The deeper issue is that the underlying structure of global finance remains highly fragmented. Capital cannot move as freely as information not simply because one part of the process is inefficient, but because settlement systems, market structures, account networks, time zones, and currencies were never designed as one unified global network.

image.png

In the traditional financial system, settlement is fragmented. Different markets use different clearing and settlement mechanisms. Different assets follow different settlement cycles. Financial institutions across regions often depend on separate back-end systems. A transaction may appear complete on the user interface, but behind the scenes, fund movement, asset confirmation, and final settlement may still need to pass through multiple systems and institutions.

This means that executing a trade and completing the actual transfer of value are not the same thing.

Markets are fragmented as well. Global assets may be visible to users, but different markets do not truly operate through one unified entry point. U.S. stocks, European equities, Asian markets, ETFs, bonds, and other financial products are often distributed across different trading systems, broker channels, and regulatory frameworks. Users can access global market information in real time, but that does not mean they can participate in those markets with the same level of efficiency.

This fragmentation makes “global markets” feel more like an information concept than a truly seamless capital network.

Account systems are also fragmented. To participate in global financial markets, users often need to deal with different platforms, accounts, banking channels, and identity verification processes. Local bank accounts, brokerage accounts, foreign exchange accounts, custody accounts, and trading accounts are not naturally connected. Every time funds move between these accounts, new time costs, operational costs, and compliance costs may appear.

The more accounts involved, the longer the path becomes. The longer the path becomes, the lower the efficiency.

Time zone fragmentation further amplifies this discontinuity. The internet operates 24/7. Information can spread at any time, and users can observe changes in global markets whenever they happen. But traditional financial systems still depend heavily on business days, banking hours, market opening times, and cross-border processing windows. When one market is actively trading, another region’s banking system may already be closed. When users want to move capital, the relevant institutions may still be waiting for the next business day.

This is why global finance may look digital on the surface, but still does not feel like a truly internet-native experience.
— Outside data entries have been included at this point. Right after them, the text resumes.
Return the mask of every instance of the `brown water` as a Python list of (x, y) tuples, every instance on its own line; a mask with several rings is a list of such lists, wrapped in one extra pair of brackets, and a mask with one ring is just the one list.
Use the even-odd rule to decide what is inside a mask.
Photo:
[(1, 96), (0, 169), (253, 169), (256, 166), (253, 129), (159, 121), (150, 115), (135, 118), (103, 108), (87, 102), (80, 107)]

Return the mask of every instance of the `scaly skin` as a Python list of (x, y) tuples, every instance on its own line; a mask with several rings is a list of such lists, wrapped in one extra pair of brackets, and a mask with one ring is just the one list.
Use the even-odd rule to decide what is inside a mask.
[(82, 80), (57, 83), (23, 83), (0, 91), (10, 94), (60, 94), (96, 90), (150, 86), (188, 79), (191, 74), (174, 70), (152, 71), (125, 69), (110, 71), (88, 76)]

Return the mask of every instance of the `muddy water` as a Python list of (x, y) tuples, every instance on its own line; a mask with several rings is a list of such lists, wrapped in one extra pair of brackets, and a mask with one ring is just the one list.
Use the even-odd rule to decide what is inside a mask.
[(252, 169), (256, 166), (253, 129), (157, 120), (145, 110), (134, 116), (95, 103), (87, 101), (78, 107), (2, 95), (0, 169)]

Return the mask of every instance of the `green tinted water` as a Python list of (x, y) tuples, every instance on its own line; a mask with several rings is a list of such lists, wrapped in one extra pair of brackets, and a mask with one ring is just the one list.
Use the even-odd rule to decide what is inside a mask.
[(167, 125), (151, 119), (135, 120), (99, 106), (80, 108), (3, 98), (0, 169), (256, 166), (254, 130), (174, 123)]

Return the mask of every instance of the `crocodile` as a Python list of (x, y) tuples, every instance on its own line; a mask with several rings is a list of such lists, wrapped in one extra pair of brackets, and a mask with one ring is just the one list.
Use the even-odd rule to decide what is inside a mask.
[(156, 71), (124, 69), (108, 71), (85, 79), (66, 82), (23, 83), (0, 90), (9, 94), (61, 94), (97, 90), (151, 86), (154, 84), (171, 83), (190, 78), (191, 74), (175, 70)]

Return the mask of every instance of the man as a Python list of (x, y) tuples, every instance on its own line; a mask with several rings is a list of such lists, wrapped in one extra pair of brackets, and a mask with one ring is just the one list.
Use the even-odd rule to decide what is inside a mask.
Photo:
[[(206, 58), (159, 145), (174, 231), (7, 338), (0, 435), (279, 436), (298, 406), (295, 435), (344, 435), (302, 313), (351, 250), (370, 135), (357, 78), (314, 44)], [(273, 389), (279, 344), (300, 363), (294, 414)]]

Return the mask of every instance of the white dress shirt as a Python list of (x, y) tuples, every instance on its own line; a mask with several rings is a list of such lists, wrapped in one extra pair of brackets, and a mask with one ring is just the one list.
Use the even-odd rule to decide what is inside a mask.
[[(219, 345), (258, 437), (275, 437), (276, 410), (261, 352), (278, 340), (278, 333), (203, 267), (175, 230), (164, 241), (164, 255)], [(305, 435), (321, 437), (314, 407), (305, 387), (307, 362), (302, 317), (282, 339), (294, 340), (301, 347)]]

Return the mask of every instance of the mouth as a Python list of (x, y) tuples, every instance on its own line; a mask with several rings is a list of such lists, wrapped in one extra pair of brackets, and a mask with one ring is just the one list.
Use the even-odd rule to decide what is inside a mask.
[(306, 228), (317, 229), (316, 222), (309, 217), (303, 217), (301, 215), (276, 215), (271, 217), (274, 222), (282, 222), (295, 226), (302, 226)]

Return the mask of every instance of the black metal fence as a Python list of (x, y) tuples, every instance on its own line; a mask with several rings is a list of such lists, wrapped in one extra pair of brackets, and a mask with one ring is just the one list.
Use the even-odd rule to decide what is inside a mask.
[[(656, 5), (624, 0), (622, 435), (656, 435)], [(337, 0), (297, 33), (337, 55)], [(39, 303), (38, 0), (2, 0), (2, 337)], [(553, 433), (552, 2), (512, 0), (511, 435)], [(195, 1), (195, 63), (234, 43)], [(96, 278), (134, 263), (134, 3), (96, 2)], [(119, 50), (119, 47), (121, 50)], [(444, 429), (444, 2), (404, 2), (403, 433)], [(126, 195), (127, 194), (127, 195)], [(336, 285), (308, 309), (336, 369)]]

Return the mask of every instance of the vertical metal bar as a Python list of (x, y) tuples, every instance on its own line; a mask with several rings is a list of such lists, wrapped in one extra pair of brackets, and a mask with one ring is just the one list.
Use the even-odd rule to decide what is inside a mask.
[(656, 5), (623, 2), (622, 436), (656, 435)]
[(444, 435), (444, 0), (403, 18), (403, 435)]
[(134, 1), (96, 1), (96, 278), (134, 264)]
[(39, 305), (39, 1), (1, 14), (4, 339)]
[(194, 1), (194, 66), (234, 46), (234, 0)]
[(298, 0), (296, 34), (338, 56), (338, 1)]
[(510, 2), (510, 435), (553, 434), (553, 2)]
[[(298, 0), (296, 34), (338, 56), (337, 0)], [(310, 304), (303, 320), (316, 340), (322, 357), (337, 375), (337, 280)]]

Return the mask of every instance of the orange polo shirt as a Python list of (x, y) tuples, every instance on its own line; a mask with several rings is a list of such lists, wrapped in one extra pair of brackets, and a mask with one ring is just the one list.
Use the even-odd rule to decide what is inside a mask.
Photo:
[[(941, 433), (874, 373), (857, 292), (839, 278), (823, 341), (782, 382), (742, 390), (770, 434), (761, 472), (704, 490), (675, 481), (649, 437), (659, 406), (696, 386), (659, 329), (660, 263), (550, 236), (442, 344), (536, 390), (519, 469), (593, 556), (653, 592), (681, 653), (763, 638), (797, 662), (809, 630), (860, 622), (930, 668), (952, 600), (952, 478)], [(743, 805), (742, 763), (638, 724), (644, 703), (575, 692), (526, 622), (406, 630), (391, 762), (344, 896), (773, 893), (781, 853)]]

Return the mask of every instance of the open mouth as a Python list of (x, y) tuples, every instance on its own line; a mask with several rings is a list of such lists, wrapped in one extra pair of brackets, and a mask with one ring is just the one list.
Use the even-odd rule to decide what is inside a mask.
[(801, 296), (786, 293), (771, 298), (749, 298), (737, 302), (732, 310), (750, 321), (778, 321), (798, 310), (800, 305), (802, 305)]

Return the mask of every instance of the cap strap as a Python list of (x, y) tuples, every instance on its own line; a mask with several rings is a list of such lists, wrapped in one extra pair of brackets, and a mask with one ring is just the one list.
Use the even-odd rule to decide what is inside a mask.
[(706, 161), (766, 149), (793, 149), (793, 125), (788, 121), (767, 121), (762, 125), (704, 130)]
Currency fragmentation is another more fundamental issue. Global capital movement is rarely a simple transfer from point A to point B. It often involves currency conversion. Different countries use different currencies, different assets are priced in different units, and different financial institutions settle in different currencies. Before users can enter global markets, they often need to complete FX conversion, cross-border transfers, and account funding. Each conversion can introduce exchange rate costs, transaction fees, quota limits, and uncertainty around arrival time.

Capital does not move directly into the market. It is first repeatedly converted inside a complex currency system.

When all of these issues compound, global capital cannot truly move in real time. This is not the inefficiency of a single process. It is a systemic friction built into the architecture of global finance. Fragmented settlement slows value confirmation. Fragmented markets disperse asset access. Fragmented accounts lengthen capital pathways. Fragmented time zones create discontinuity. Fragmented currencies increase the cost of cross-border movement.

So the problem with traditional finance is not only that it is slow. It is that it was never built to be natively global.

This stands in sharp contrast to the internet. The internet was designed as a global connection network from the beginning. Information can move across regions, platforms, and devices almost instantly. Users do not need to understand the underlying protocols or care how many servers a message passes through. They simply send, receive, and interact.

Finance is different. The financial system was built around local banks, local regulation, local markets, and local accounts. It can serve a regional market, and it can connect different regions through complex cross-border networks, but it was not originally designed for global real-time movement.

Information is already connected in real time, but capital is still trapped in legacy systems.